People from all over gathered at LaFortune Park in Tulsa underneath a pavilion on the afternoon of the 5th. Pink rubber bracelets were strewn across the picnic table for people to take – “What if she was your daughter?” they read – along with purple ribbons and stapled papers listing off all of Tulsa’s cold cases. Approximately 270 names are on the list, including Brittany’s. Maggie’s artwork and the quote “The dead cannot cry out for justice. It is a duty of the living to do so for them” hung on a banner. Attendees mingled as Maggie interviewed for three different news stations. 

“This wasn’t just for Brittany,” Maggie says.

The grieving mother hopes to connect with other families whose loved ones are victims of cold case homicides. While all homicides are traumatic and horrific, there needs to be a place for those whose cases have gone unsolved for years to come together. 

Along with Maggie was Brittany’s older brother by fifteen months – her “Irish twin,” Josh. Their close proximity in age allowed them to have the same social circles, although their personalities were complete opposites.

“She was more brains and I was more artistic, but we shared interests in each other’s hobbies,” Josh remembers. “We fought probably as much as we didn’t; however, we truly loved each other and always did our best to be there for the other.”

Josh and Brittany when they were children.

October is always a difficult month for Josh as is with Maggie as the celebration of Brittany’s life is juxtaposed with the tragedy of her death.

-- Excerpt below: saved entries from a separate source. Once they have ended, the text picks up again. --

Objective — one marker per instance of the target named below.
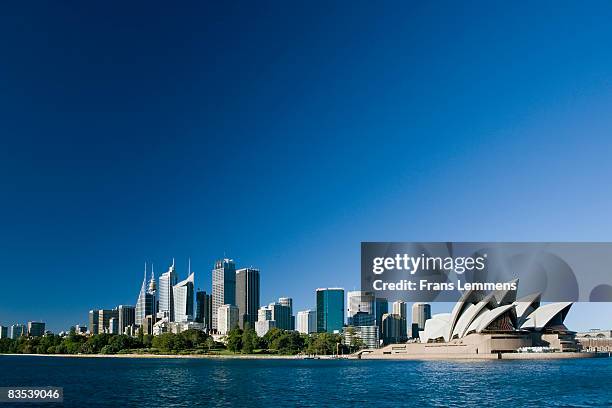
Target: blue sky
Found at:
(283, 135)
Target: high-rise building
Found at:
(146, 303)
(288, 302)
(183, 299)
(167, 280)
(17, 330)
(93, 321)
(223, 286)
(104, 316)
(113, 325)
(36, 329)
(247, 296)
(307, 321)
(421, 312)
(400, 308)
(382, 306)
(228, 318)
(393, 328)
(330, 310)
(127, 317)
(281, 314)
(264, 321)
(367, 334)
(204, 309)
(359, 301)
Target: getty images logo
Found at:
(412, 264)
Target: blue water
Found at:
(269, 383)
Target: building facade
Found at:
(306, 321)
(204, 309)
(247, 296)
(330, 310)
(167, 281)
(223, 286)
(183, 299)
(36, 329)
(228, 318)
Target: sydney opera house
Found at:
(490, 325)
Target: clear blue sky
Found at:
(283, 135)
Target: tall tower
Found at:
(166, 299)
(224, 286)
(247, 296)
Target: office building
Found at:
(183, 299)
(113, 325)
(223, 286)
(288, 302)
(247, 296)
(367, 334)
(421, 312)
(360, 302)
(228, 318)
(167, 281)
(204, 309)
(400, 308)
(17, 330)
(307, 321)
(382, 306)
(36, 329)
(393, 329)
(93, 321)
(127, 317)
(281, 314)
(330, 310)
(362, 319)
(104, 316)
(146, 303)
(264, 321)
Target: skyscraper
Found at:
(330, 309)
(400, 308)
(145, 305)
(94, 327)
(421, 312)
(281, 314)
(228, 318)
(359, 301)
(203, 309)
(223, 285)
(288, 302)
(306, 321)
(17, 330)
(382, 307)
(166, 300)
(247, 296)
(183, 299)
(127, 317)
(36, 329)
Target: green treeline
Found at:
(246, 341)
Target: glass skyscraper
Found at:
(247, 296)
(224, 286)
(166, 300)
(330, 310)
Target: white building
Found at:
(227, 318)
(183, 299)
(307, 321)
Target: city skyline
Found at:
(188, 138)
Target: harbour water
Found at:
(148, 382)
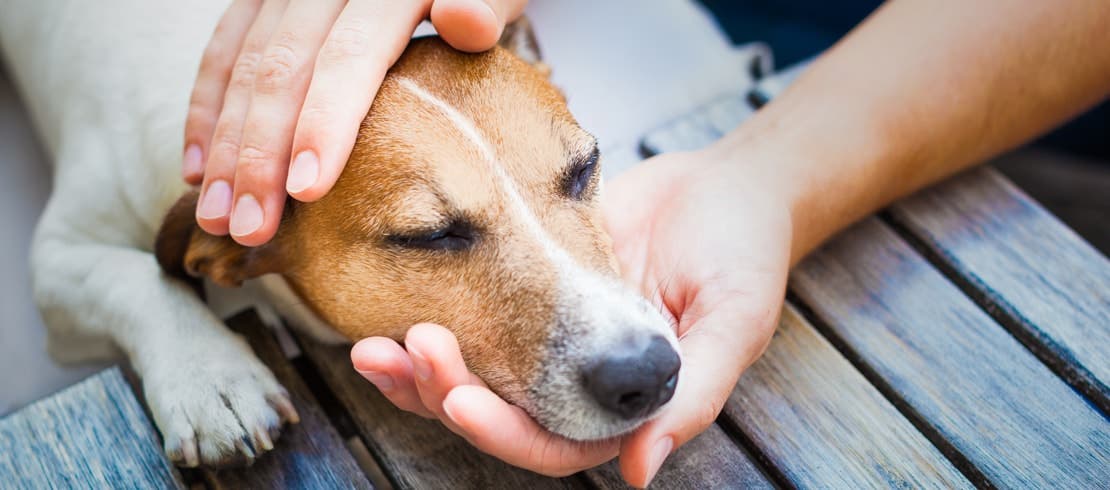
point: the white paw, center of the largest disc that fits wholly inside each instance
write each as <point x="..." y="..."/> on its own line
<point x="217" y="405"/>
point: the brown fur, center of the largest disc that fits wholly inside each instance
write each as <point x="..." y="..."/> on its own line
<point x="411" y="170"/>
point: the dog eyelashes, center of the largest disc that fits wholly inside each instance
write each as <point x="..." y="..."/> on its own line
<point x="579" y="177"/>
<point x="457" y="236"/>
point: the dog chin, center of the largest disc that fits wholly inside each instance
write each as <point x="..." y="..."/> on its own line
<point x="589" y="425"/>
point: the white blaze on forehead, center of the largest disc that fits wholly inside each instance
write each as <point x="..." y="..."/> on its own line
<point x="595" y="312"/>
<point x="466" y="127"/>
<point x="599" y="303"/>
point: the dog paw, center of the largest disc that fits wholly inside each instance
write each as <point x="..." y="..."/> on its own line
<point x="218" y="407"/>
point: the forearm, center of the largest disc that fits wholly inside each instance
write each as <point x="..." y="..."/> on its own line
<point x="917" y="92"/>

He marks each year by doing something positive in his sister’s memory such as planting a tree, and plans to open up an animal rescue with his significant other, Lacy, in the near future. 

“I hope the Annual Cold Case Day of Caring can become a support network for families and others affected by the major number of cold case files in Tulsa; such support systems are absolutely necessary to help allow people to cope with their emotions and move forward,” he says.

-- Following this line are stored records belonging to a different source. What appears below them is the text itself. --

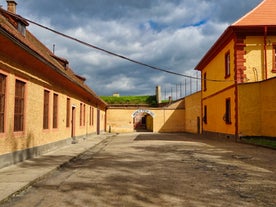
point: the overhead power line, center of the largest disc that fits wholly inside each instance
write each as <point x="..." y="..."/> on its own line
<point x="113" y="53"/>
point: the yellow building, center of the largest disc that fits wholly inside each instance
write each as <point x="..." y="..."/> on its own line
<point x="179" y="116"/>
<point x="245" y="53"/>
<point x="43" y="104"/>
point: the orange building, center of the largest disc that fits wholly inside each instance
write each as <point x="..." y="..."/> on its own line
<point x="43" y="103"/>
<point x="182" y="115"/>
<point x="235" y="73"/>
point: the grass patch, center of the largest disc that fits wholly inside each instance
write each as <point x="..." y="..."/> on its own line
<point x="149" y="100"/>
<point x="262" y="141"/>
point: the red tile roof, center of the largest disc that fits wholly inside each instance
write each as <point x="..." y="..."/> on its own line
<point x="263" y="14"/>
<point x="6" y="22"/>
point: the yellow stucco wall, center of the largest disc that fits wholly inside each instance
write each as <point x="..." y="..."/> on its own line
<point x="180" y="116"/>
<point x="34" y="134"/>
<point x="216" y="110"/>
<point x="193" y="111"/>
<point x="164" y="120"/>
<point x="249" y="109"/>
<point x="257" y="112"/>
<point x="215" y="70"/>
<point x="218" y="91"/>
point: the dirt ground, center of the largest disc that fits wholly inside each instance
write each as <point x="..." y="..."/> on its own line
<point x="154" y="170"/>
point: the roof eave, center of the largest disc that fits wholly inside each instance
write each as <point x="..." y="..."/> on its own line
<point x="226" y="36"/>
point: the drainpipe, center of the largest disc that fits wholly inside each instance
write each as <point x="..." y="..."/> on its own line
<point x="11" y="6"/>
<point x="265" y="52"/>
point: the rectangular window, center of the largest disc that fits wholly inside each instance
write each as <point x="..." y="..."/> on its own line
<point x="205" y="115"/>
<point x="19" y="106"/>
<point x="2" y="102"/>
<point x="274" y="58"/>
<point x="92" y="116"/>
<point x="227" y="117"/>
<point x="46" y="109"/>
<point x="227" y="65"/>
<point x="55" y="111"/>
<point x="80" y="114"/>
<point x="205" y="82"/>
<point x="84" y="111"/>
<point x="68" y="112"/>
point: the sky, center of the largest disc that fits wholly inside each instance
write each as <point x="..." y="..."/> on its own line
<point x="169" y="34"/>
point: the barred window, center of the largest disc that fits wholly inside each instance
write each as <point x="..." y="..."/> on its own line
<point x="68" y="113"/>
<point x="46" y="110"/>
<point x="228" y="111"/>
<point x="19" y="106"/>
<point x="2" y="102"/>
<point x="80" y="114"/>
<point x="55" y="111"/>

Living in Florida, Josh hasn’t been able to visit his sister’s grave as much as he’d like. As painful as it is, he says being there helps him feel closer to Brittany.

Josh and Brittany

When asked what he would say to his baby sister if he could, Josh replies, “I would just want to tell her that I love her. I hope she is proud of me.”

“Life is but a momentary touch found when taking a chance,” Maggie adds. “It is the back and forth dance of both gift and loss, joy and sorrow. But because of those met in the ebb and flow, I dance stronger and awhile longer.”